We adapted a dynamic transmission model to reproduce influenza seasonality in Belgium comparing 6720 mutually exclusive vaccination options, including current practice. Vaccination options were defined by different combinations of coverage level changes in nine age groups. We performed an economic evaluation comparing all options from a healthcare payer perspective. Quality-adjusted life-years (QALYs) were the primary health outcome. We expressed parametric uncertainty using the Incremental Net Monetary Benefits (INMB) approach.

Results

Of all the vaccination options considered, over 90 % dominated the current Belgian vaccination strategy in terms of cost-effectiveness. Children were estimated to contribute a substantial indirect protective effect to the overall population. The most cost-effective program increases vaccination coverage rates for children to 90 %, 50–64 years old to 48 %, and 65–74 years old to 75 %.

Discussion

Overall QALY gains can be maximized in seasonal influenza vaccination programs at acceptable costs by achieving high vaccination coverage in childhood age groups. Programmatic and ethical concerns towards such an implementation in the Belgian context need to be separately considered.

查看原文本刊更多论文

使用成本-效果分析优化按年龄分配流感疫苗：比利时6720例儿童和成人疫苗接种方案的比较

背景：许多欧洲国家根据严重疾病和死亡风险确定每年流感疫苗接种的优先群体。这使得比利时老年人的流感疫苗接种覆盖率相对较高。然而，年轻人的覆盖率要低得多，儿童的覆盖率可以忽略不计。众所周知，儿童和年轻人在流感的传播动态中发挥着重要作用。因此，一个重要的政策问题是，在考虑到间接影响的情况下，如何在各年龄组之间最佳地分配流感疫苗。方法采用动态传播模型再现比利时的流感季节性，比较6720种相互排斥的疫苗接种方案，包括目前的做法。疫苗接种方案由9个年龄组的不同覆盖水平变化组合来定义。我们从医疗保健支付者的角度对所有选择进行了经济评估。质量调整生命年（QALYs）是主要健康结局。我们使用增量净货币效益（INMB）方法来表达参数不确定性。结果在考虑的所有疫苗接种方案中，超过90% %的疫苗接种策略在成本效益方面占主导地位。据估计，儿童对整个人口起到了相当大的间接保护作用。最具成本效益的规划将儿童的疫苗接种率提高到90% %，50-64岁提高到48% %，65-74岁提高到75% %。通过在儿童年龄组中实现高疫苗接种覆盖率，季节性流感疫苗接种规划可以可接受的成本最大限度地提高总体质量aly收益。在比利时的情况下，对这种执行的方案和伦理问题需要分别加以考虑。
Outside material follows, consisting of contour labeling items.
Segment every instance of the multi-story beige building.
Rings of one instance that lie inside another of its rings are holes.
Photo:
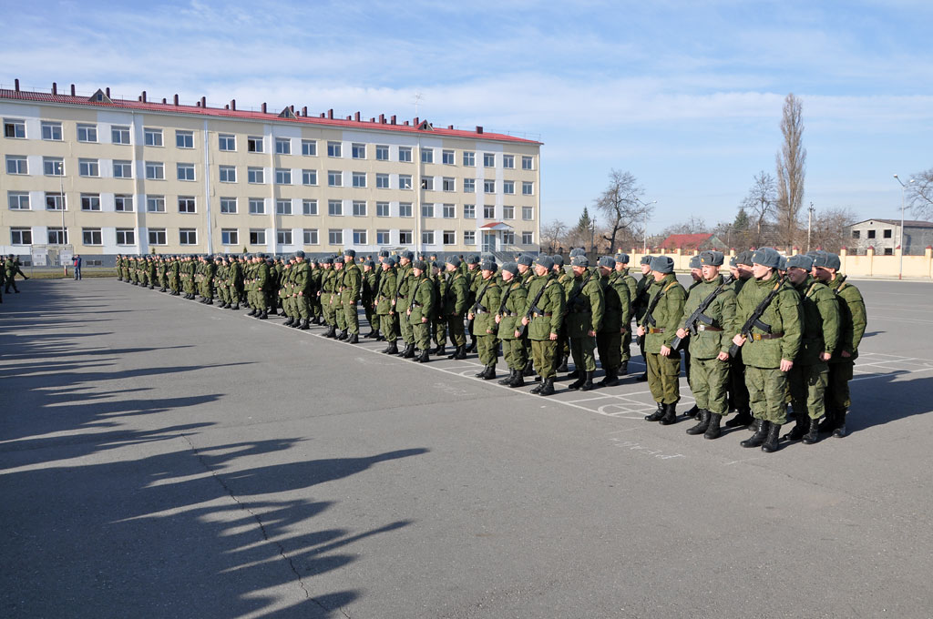
[[[538,249],[539,142],[176,102],[0,89],[0,251]]]

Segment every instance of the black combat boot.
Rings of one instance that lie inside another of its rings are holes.
[[[759,420],[761,424],[759,429],[755,431],[755,433],[746,438],[745,440],[739,443],[744,447],[759,447],[761,444],[764,443],[765,439],[768,437],[768,428],[771,424],[764,420]]]
[[[658,403],[658,409],[655,410],[650,415],[645,416],[646,421],[660,421],[661,418],[664,416],[664,405],[661,402]]]
[[[599,381],[600,387],[615,387],[619,384],[619,374],[617,370],[609,368],[606,370],[606,376]]]
[[[544,382],[541,383],[541,391],[537,392],[538,395],[553,395],[554,394],[554,378],[545,378]]]
[[[810,420],[810,426],[807,433],[803,434],[803,445],[814,445],[819,442],[819,422],[817,420]]]
[[[664,416],[661,418],[661,425],[671,425],[677,422],[677,403],[664,405]]]
[[[778,441],[781,435],[781,426],[777,423],[768,424],[768,436],[764,439],[764,443],[761,445],[761,451],[765,453],[773,453],[778,449]]]
[[[719,422],[721,420],[722,415],[719,415],[718,413],[709,413],[709,425],[706,426],[706,432],[703,433],[703,437],[710,440],[719,438]]]
[[[583,380],[583,384],[580,386],[580,391],[581,392],[592,391],[592,388],[593,388],[592,375],[595,374],[595,372],[591,372],[591,371],[588,370],[588,371],[584,372],[584,374],[586,376],[585,376],[585,378]]]
[[[705,408],[701,408],[700,423],[696,424],[692,428],[688,428],[687,433],[691,435],[703,433],[704,432],[706,432],[706,429],[709,428],[709,419],[710,419],[709,411],[706,410]]]
[[[726,421],[727,428],[742,428],[751,424],[755,420],[752,417],[751,408],[740,408],[738,415]]]

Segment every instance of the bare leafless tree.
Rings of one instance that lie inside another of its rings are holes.
[[[933,168],[913,175],[907,186],[907,205],[914,217],[933,218]]]
[[[607,230],[603,238],[609,241],[609,247],[618,247],[619,241],[631,238],[633,228],[654,211],[654,206],[641,199],[644,194],[632,172],[609,172],[609,186],[596,200],[596,209],[606,218]]]
[[[774,177],[762,170],[755,175],[755,181],[739,207],[740,211],[744,209],[745,213],[749,213],[749,223],[751,227],[754,227],[753,244],[755,247],[760,247],[764,241],[765,227],[777,210],[777,199],[778,193]]]
[[[797,220],[803,206],[807,162],[802,143],[803,106],[793,92],[784,100],[781,133],[784,144],[777,154],[777,225],[780,241],[790,246],[800,230]]]

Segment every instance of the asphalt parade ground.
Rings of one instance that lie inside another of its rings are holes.
[[[933,616],[933,285],[856,284],[849,435],[766,454],[643,420],[637,354],[618,387],[545,398],[475,354],[19,283],[0,616]]]

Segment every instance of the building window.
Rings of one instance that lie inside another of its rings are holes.
[[[11,245],[32,245],[33,231],[28,227],[11,227],[9,229],[9,242]]]
[[[3,136],[5,138],[25,138],[26,123],[14,118],[3,119]],[[61,137],[59,138],[62,139]]]
[[[193,181],[194,180],[194,164],[193,163],[179,163],[176,166],[178,180],[179,181]]]
[[[67,245],[68,229],[61,227],[48,228],[48,238],[49,245]]]
[[[146,196],[146,213],[165,213],[165,196]]]
[[[262,168],[246,168],[246,182],[262,185],[266,182],[265,171]]]
[[[178,196],[178,213],[196,213],[194,196]]]
[[[227,214],[233,214],[237,212],[237,200],[236,198],[221,198],[220,199],[220,213]]]
[[[220,166],[220,182],[236,183],[236,166]]]
[[[194,131],[175,131],[175,146],[194,148]]]
[[[164,227],[150,227],[149,230],[149,244],[150,245],[166,245],[168,244],[168,237],[165,234]]]
[[[101,228],[82,227],[81,243],[84,245],[103,245],[104,240],[101,237]]]
[[[118,227],[117,228],[117,244],[118,245],[135,245],[136,244],[136,230],[132,227]]]
[[[42,173],[46,176],[64,176],[64,160],[60,157],[43,157]]]
[[[7,136],[10,137],[10,136]],[[23,135],[17,135],[16,137],[21,138],[25,137]],[[60,122],[44,122],[42,123],[42,139],[43,140],[54,140],[56,142],[62,141],[62,123]]]
[[[114,161],[114,178],[132,178],[132,162]]]
[[[7,199],[11,211],[29,210],[29,194],[25,191],[10,191]]]
[[[111,127],[110,141],[114,144],[130,144],[130,128]]]
[[[221,133],[217,136],[217,148],[226,151],[235,151],[236,136],[230,133]]]
[[[249,214],[251,215],[264,215],[266,214],[266,200],[262,198],[250,198],[249,199]],[[265,242],[265,241],[263,241]]]
[[[81,210],[100,211],[101,210],[100,194],[81,194]]]
[[[77,173],[79,176],[100,176],[101,165],[97,159],[78,159]]]
[[[178,230],[179,245],[197,245],[198,230],[193,227],[183,227]]]
[[[162,130],[160,129],[150,129],[148,127],[143,128],[143,144],[146,146],[161,146],[162,145]]]
[[[164,181],[165,165],[161,161],[146,161],[146,178],[150,181]]]
[[[28,159],[22,155],[7,155],[7,174],[28,174],[29,166],[27,164]]]
[[[60,193],[46,192],[46,211],[64,211],[64,196]]]
[[[220,242],[224,245],[239,245],[240,230],[235,227],[224,227],[220,229]]]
本文章由计算机程序翻译，如有差异，请以英文原文为准。

求助全文

约1分钟内获得全文求助全文

来源期刊

Epidemics INFECTIOUS DISEASES-

CiteScore

6.00

自引率

7.90%

发文量

审稿时长

140 days

期刊介绍： Epidemics publishes papers on infectious disease dynamics in the broadest sense. Its scope covers both within-host dynamics of infectious agents and dynamics at the population level, particularly the interaction between the two. Areas of emphasis include: spread, transmission, persistence, implications and population dynamics of infectious diseases; population and public health as well as policy aspects of control and prevention; dynamics at the individual level; interaction with the environment, ecology and evolution of infectious diseases, as well as population genetics of infectious agents.